Otto: E o fato de você ter reagido ao comentário do Beirute dessa forma já demonstra a veracidade e a validade do comentário. Por motivos diversos, as pessoas recorrem à esses refúgios, uns se fazem de engraçados, para esconder uma tristeza amargurante, ou para serem melhor aceitos, pelo fato de se sentirem rejeitados pelo grupo em que estão inseridos. Não vou negar, também fazia isso; sempre me senti rejeitado pelas pessoas, nunca gostei de estar com pessoas da minha idade, com isso buscava a amizade de pessoas mais velhas, muitas das quais, por eu ser imaturo e naturalmente não conseguir acompanhar os papos, as sacadas, etc. faziam piadas, me ignoravam; e como eu fazia para continuar no grupo? Eu era engraçado (mesmo que na maioria das vezes, inconscientemente).
Válass: Então se isso é uma coisa a se mudar, porque você continua a ser engraçado?
Otto: O ser engraçado não é algo a ser mudado.
Válass: Eu sei...
Otto: A diferença é que hoje, eu percebi que eu não PRECISO ser engraçado, se eu sou, bom; se não, bom também.

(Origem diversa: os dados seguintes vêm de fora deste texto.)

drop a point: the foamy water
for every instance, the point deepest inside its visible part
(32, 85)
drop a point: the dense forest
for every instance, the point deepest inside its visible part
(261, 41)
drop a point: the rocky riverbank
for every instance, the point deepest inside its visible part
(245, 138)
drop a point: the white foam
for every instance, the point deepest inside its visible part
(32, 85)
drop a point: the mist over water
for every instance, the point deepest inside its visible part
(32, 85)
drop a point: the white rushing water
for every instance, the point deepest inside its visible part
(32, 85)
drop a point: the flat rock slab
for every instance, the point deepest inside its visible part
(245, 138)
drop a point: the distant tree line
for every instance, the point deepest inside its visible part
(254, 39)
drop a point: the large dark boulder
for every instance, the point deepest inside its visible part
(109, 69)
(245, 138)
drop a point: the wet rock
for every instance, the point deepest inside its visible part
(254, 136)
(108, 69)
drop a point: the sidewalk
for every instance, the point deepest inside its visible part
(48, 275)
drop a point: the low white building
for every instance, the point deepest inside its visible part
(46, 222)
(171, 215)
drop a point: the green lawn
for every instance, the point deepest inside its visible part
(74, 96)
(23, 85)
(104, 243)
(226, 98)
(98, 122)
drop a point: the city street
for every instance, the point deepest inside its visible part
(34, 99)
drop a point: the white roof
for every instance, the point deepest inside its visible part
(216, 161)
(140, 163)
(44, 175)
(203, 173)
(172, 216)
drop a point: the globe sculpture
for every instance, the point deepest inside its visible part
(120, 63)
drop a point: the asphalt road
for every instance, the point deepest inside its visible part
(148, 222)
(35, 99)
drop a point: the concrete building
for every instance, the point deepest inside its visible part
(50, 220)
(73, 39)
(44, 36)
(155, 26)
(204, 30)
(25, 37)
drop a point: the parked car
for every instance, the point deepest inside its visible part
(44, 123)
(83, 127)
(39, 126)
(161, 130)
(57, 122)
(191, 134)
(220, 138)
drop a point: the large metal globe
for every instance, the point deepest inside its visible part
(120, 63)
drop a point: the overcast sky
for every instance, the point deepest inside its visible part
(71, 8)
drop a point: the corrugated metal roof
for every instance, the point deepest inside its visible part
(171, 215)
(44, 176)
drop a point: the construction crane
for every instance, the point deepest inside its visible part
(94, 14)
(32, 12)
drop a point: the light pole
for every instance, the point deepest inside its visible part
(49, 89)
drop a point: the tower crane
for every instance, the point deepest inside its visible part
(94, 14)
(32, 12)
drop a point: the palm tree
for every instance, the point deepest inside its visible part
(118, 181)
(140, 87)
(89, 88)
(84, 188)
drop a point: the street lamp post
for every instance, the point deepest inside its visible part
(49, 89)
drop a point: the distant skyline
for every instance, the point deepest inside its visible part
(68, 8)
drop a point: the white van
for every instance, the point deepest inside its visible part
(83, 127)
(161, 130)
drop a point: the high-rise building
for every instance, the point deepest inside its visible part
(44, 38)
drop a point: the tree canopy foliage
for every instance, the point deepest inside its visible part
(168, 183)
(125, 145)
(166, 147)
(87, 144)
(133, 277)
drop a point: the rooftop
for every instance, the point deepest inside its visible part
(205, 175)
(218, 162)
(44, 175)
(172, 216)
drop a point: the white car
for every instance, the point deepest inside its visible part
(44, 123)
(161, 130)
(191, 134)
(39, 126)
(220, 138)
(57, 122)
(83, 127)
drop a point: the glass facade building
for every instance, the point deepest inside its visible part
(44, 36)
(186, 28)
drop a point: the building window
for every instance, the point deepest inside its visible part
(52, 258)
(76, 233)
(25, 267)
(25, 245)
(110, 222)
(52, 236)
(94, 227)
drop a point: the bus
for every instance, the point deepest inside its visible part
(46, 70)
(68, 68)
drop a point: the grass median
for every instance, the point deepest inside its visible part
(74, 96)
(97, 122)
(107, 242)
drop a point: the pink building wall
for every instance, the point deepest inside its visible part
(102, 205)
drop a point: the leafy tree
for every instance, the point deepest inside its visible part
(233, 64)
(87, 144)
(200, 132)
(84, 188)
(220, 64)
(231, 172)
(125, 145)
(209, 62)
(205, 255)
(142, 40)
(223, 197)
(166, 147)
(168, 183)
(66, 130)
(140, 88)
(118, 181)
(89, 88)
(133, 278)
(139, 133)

Não é todo mundo que me acha engraçado (num é nhá? =] ) e nem sempre eu consigo ser engraçado, mas sempre que eu sou eu mesmo, eu o sou. E isso percebo também em você, a maioria das vezes que você não é engraçado é quando você tenta ser.
Beirute: Eu não acredito que agente está tendo uma conversa dessas, e o tema é ser ou não engraçado.
Otto: É simples, o ser, ou tentar ser engraçado é parte do que somos, ou não somos. As pessoas tendem a recorrer a personalidades pré-fabricadas em vez de caminhar à procura da sua própria. Às vezes agente se esquece que a felicidade, própria e daqueles que conosco dividem o existir, se sustenta em sermos quem somos. As mudanças são inevitáveis, os sofrimentos e desentendimentos, idem, porém as máscaras só dificultam o processo.
Válass: Pode crer.
Beirute: Agente quer conhecer melhor você, Válass, não o cara engraçado, cheio de qualidades, mas você, seja você quem for.
Otto: Sim, do mesmo jeito que eu quero descobrir onde foi parar o Beirute, e o Otto.